Attach a Postgres database and create tables or views from it:

INSTALL postgres;
LOAD postgres;

ATTACH 'dbname=mydb user=myuser host=localhost' AS pg (TYPE POSTGRES);

CREATE TABLE orders AS SELECT * FROM pg.public.orders;
CREATE TABLE customers AS SELECT * FROM pg.public.customers;

Then define a semantic view over the local tables as usual. Alternatively, use the attached tables directly if DuckDB can resolve them.

Mixed Sources¶

Semantic views work with any combination of sources.

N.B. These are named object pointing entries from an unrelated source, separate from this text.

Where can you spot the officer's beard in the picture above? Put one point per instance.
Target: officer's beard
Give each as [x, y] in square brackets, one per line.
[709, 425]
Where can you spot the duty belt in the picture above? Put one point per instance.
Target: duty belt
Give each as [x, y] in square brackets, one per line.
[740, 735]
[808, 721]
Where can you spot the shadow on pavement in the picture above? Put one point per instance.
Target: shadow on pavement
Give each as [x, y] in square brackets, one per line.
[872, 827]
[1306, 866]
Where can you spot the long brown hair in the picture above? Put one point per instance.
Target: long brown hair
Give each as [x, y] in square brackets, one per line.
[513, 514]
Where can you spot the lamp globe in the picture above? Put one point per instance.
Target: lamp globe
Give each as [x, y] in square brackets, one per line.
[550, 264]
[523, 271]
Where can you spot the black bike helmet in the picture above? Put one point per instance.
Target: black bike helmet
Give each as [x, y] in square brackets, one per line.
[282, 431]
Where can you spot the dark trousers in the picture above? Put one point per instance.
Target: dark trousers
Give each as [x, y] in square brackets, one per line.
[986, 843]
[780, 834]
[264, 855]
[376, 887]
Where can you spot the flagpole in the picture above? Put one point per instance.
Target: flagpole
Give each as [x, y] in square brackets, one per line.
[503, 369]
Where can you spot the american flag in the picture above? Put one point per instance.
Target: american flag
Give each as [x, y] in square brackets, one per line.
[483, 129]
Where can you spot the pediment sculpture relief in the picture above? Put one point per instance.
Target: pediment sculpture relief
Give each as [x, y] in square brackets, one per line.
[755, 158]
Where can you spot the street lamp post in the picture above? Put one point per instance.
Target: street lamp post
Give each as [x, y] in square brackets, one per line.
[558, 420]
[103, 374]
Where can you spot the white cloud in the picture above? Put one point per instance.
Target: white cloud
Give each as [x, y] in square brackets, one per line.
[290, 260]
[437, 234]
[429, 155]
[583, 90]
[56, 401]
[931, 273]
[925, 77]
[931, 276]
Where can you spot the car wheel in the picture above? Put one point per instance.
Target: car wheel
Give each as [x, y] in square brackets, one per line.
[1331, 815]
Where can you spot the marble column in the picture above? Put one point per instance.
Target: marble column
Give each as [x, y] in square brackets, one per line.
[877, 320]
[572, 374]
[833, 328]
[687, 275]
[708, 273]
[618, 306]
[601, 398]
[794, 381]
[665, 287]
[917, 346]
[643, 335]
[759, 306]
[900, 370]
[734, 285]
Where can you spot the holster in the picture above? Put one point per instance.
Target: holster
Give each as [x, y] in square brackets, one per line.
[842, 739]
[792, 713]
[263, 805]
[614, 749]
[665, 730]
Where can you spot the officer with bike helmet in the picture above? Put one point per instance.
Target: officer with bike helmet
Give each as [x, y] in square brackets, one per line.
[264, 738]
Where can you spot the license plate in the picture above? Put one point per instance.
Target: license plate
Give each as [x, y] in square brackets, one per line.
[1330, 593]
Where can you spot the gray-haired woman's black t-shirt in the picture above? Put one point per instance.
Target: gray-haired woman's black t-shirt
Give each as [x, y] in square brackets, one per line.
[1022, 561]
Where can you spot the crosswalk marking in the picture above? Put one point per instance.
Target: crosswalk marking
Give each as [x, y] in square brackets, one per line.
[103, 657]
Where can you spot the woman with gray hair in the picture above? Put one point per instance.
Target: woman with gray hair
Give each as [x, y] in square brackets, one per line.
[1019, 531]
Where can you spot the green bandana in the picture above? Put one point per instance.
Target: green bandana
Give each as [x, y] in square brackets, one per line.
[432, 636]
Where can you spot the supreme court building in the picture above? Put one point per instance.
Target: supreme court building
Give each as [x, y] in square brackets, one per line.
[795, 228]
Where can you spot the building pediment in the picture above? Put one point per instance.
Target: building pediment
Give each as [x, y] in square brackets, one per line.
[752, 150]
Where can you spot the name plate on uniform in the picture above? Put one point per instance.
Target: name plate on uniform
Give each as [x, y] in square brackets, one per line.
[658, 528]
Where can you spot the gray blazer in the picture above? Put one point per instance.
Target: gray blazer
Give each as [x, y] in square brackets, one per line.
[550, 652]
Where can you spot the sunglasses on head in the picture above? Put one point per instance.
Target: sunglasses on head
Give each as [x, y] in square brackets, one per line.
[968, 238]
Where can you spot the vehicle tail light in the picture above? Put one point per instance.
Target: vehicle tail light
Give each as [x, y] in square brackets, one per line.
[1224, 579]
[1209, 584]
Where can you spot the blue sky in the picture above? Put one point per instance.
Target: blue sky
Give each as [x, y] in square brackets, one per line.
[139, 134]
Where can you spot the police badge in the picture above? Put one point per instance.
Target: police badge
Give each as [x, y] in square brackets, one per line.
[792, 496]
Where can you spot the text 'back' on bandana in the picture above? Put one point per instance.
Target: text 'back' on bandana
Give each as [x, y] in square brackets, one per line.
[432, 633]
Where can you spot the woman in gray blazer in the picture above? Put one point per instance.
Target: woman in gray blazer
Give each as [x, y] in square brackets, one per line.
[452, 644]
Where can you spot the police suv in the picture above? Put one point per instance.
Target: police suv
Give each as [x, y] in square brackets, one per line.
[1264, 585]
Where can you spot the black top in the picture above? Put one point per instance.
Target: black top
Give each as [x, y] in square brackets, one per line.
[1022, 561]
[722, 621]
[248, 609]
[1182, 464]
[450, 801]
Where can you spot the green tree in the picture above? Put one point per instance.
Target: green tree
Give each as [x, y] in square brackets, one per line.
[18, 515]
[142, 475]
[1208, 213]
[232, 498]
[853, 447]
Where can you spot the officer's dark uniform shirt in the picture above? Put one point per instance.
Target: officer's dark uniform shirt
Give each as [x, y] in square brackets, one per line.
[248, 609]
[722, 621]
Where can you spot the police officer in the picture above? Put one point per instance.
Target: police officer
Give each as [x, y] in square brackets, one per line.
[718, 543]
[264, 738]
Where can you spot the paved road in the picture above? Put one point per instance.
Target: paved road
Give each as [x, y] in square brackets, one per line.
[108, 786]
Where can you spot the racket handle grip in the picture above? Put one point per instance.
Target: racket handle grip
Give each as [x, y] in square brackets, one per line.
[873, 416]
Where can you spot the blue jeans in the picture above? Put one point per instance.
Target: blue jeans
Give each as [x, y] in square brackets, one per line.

The only requirement is that each table exists in DuckDB at query time.

-- Orders from Iceberg
CREATE TABLE orders AS
    SELECT * FROM iceberg_scan('s3://bucket/warehouse/orders');

-- Customers from Postgres
CREATE TABLE customers AS
    SELECT * FROM pg.public.customers;

-- Products from a local Parquet file
CREATE TABLE products AS
    SELECT * FROM read_parquet('products.parquet');

CREATE SEMANTIC VIEW analytics AS
TABLES (
    o AS orders    PRIMARY KEY (order_id),
    c AS customers PRIMARY KEY (customer_id),
    p AS products  PRIMARY KEY (product_id)
)
RELATIONSHIPS (
    order_customer AS o(customer_id) REFERENCES c,
    order_product  AS o(product_id)  REFERENCES p
)
DIMENSIONS (
    c.customer AS c.name,
    p.product  AS p.name,
    o.region   AS o.region
)
METRICS (
    o.revenue     AS SUM(o.amount),
    o.order_count AS COUNT(*)
);

Catalog-Qualified Table Names¶

If your tables live in a specific catalog or schema, use the fully qualified table name in the TABLES clause:

CREATE SEMANTIC VIEW analytics AS
TABLES (
    o AS my_catalog.my_schema.orders PRIMARY KEY (order_id)
)
DIMENSIONS (
    o.region AS o.region
)
METRICS (
    o.revenue AS SUM(o.amount)
);

The extension quotes each segment of the table name separately ("my_catalog"."my_schema"."orders") in the generated SQL.